Luiz Inacio Lula da Silva Image Credit: AFP

Sixteen years ago, Brazil was in crisis; its future uncertain. Our dreams of developing into one of the world’s most prosperous and democratic countries seemed imperilled. The idea that one day our citizens might enjoy the comfortable living standards of our peers in Europe or other western democracies seemed to be fading away. Less than two decades after dictatorship ended, some wounds from that period were still raw.

The Workers’ Party offered hope, an alternative that might turn these trends around. For this reason, above all, I believe, we triumphed at the ballot box in 2002. I became the first labour leader to be elected Brazil’s president. The markets were at first rattled by this development, but the ensuing economic growth put them at ease. In the years that followed, the Workers’ Party governments that I headed cut poverty by more than half in just eight years. In my two terms, the minimum wage increased 50 per cent. Our Bolsa Familia programme, which assisted impoverished families while simultaneously ensuring that children received quality education, won international renown. We proved that fighting poverty was a good economic policy.

Then this progress was interrupted. Not through the ballot box, although Brazil has free and fair elections. Instead, president Dilma Rousseff was impeached and removed from office for an action that even her opponents admitted was not an impeachable offence. Then, I, too, was sent to prison, after a dubious trial on corruption and money laundering charges.

My imprisonment was the latest phase in a slow-motion coup designed to permanently marginalise progressive forces in Brazil. It is intended to prevent the Workers’ Party from again being elected to the presidency. With all the polls showing that I would easily win this October’s elections, Brazil’s extreme right-wing is seeking to knock me out of the race. My conviction and imprisonment is based solely on the testimony of a witness whose own sentence was reduced in exchange for what he said against me. In other words, it was in his personal interest to tell the authorities what they wanted to hear.

The right-wing forces that have seized power in Brazil have wasted no time in implementing their agenda. The deeply unpopular administration of President Michel Temer has approved a constitutional amendment that puts a 20-year cap on public spending and has enacted various changes to labour laws that will ease outsourcing and weaken workers’ bargaining rights and even their right to an eight-hour workday. The Temer government has also tried pension cuts.

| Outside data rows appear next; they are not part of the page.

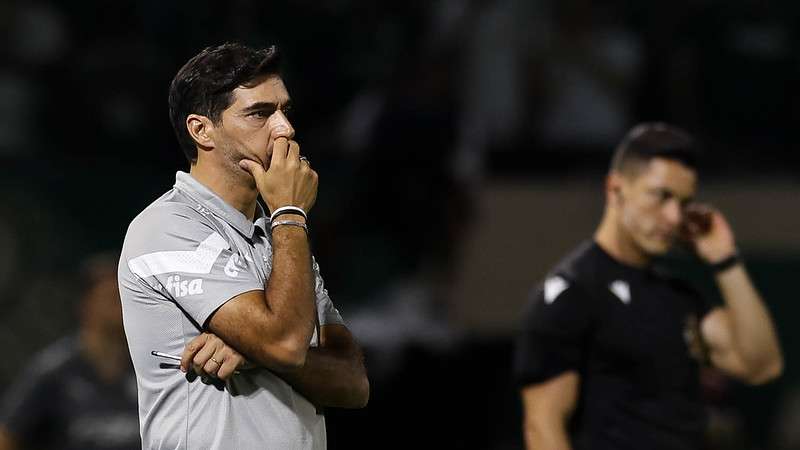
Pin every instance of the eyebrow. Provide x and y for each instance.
(267, 106)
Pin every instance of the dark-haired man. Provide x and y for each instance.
(610, 350)
(207, 274)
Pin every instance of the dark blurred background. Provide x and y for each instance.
(461, 146)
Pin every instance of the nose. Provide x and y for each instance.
(673, 213)
(280, 126)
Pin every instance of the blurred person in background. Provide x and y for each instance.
(611, 348)
(79, 393)
(207, 274)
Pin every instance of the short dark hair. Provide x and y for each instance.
(650, 140)
(204, 85)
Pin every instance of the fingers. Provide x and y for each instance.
(204, 355)
(229, 366)
(191, 349)
(294, 152)
(213, 365)
(255, 169)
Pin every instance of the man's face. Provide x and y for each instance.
(651, 204)
(250, 125)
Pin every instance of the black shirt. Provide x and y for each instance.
(633, 336)
(59, 402)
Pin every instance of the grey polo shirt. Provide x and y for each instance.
(184, 256)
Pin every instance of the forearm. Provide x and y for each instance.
(751, 325)
(289, 292)
(331, 378)
(549, 435)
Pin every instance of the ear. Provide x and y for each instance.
(201, 129)
(614, 185)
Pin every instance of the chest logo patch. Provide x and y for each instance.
(234, 266)
(553, 287)
(622, 290)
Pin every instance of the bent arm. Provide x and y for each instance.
(334, 374)
(273, 327)
(547, 407)
(741, 336)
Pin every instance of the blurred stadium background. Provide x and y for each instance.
(461, 146)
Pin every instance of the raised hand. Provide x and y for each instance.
(288, 181)
(710, 233)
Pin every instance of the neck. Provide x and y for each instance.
(233, 185)
(616, 242)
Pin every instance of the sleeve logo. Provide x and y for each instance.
(181, 288)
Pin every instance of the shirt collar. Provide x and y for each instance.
(217, 206)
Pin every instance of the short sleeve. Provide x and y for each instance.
(327, 312)
(180, 257)
(556, 324)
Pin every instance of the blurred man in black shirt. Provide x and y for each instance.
(80, 392)
(610, 350)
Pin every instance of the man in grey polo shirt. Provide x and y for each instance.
(208, 275)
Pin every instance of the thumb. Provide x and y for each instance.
(253, 168)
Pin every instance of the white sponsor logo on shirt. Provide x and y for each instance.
(622, 290)
(553, 287)
(234, 266)
(182, 288)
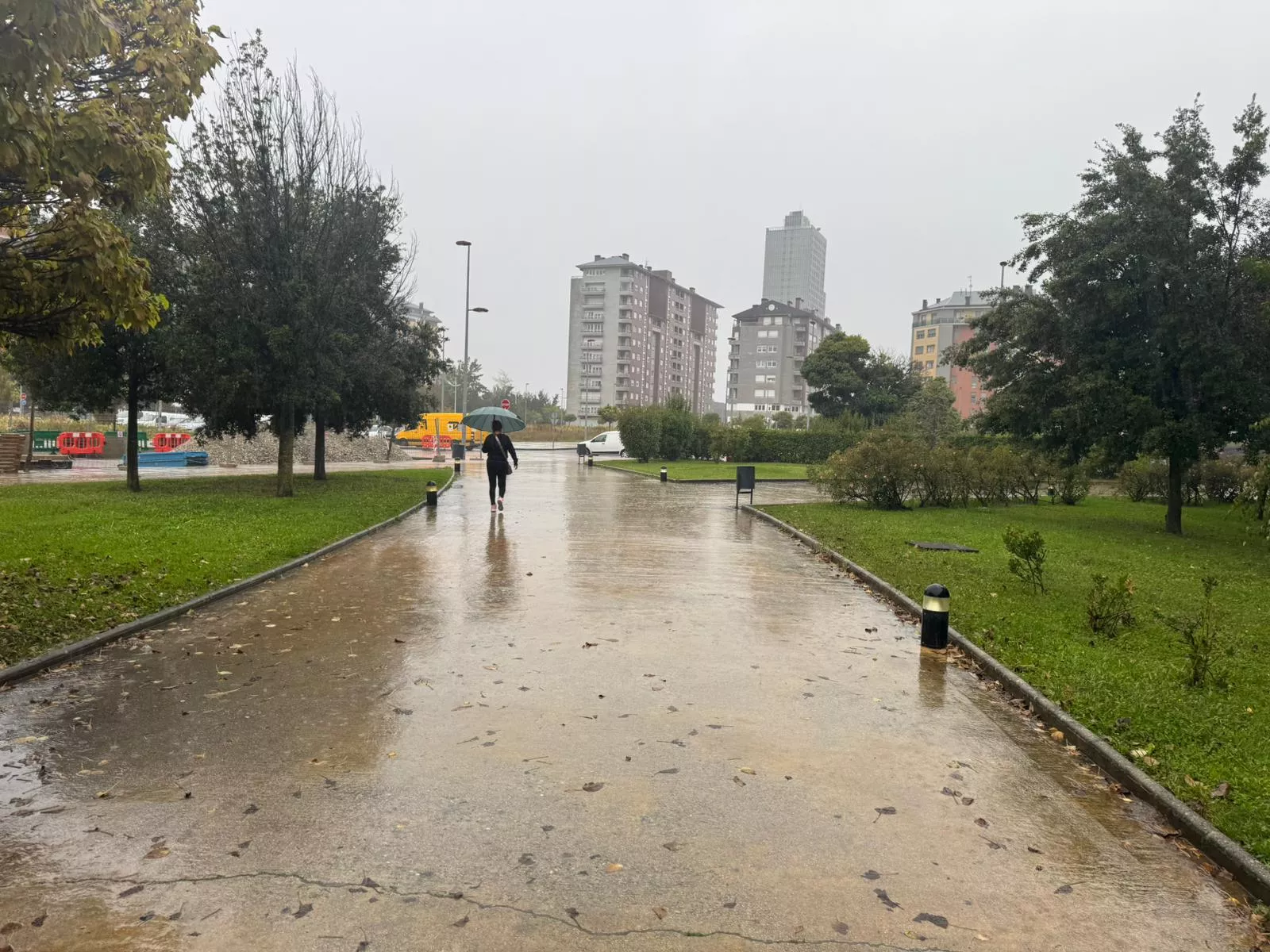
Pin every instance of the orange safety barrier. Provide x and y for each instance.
(167, 442)
(80, 443)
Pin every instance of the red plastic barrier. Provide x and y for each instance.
(167, 442)
(80, 443)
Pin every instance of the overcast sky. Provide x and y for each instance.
(912, 133)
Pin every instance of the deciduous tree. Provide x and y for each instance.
(1149, 336)
(87, 92)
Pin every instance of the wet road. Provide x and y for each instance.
(619, 717)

Brazil’s conservatives have done much work to roll back the progress of our Workers’ Party governments, and they are determined to keep us from coming to office again in the near future. Their ally in this effort is Judge Sergio Moro and his prosecutorial team, who have resorted to taping and leaking private phone conversations that I have had with my family and with my lawyer, including an illegally tapped conversation. They created a media show by having me arrested and subjected to a “perp walk” as they accused me of being the “mastermind” of a vast corruption scheme. These appalling details are rarely recounted in the major news media.

Moro has been lionised by Brazil’s right-wing news media. He has become untouchable. But the real issue isn’t Moro; it’s those who elevated him to this untouchable status: Right-wing, neoliberal elites who have always been opposed to our struggle for greater social justice and equality in Brazil.

I don’t believe that the majority of Brazilians approved that elitist agenda. That’s why, while I may be in jail today, I am running for president, and why the polls show that if the elections were held today, I would win. Millions of Brazilians understand that my jailing has nothing to do with corruption, and they understand that I am where I am merely for political reasons.

I do not worry for myself. I have been in jail before, under Brazil’s military dictatorship, for nothing more than defending workers’ rights. That dictatorship fell. The people who are abusing their power today will also fall.

I don’t ask to be above the law, but a trial must be fair and impartial. These right-wing forces convicted me, imprisoned me, ignored the overwhelming evidence of my innocence and denied me habeas corpus only to try to stop me from running for the presidency. I ask for respect for democracy. If they want to defeat me for real, do it in the elections. According to the Brazilian Constitution, the power comes from the people, who elect their representatives. So let the Brazilian people decide. I have faith that justice will prevail, but time is running against democracy.

— New York Times News Service

Luiz Inacio Lula da Silva was the 35th president of Brazil (2003 to 2011).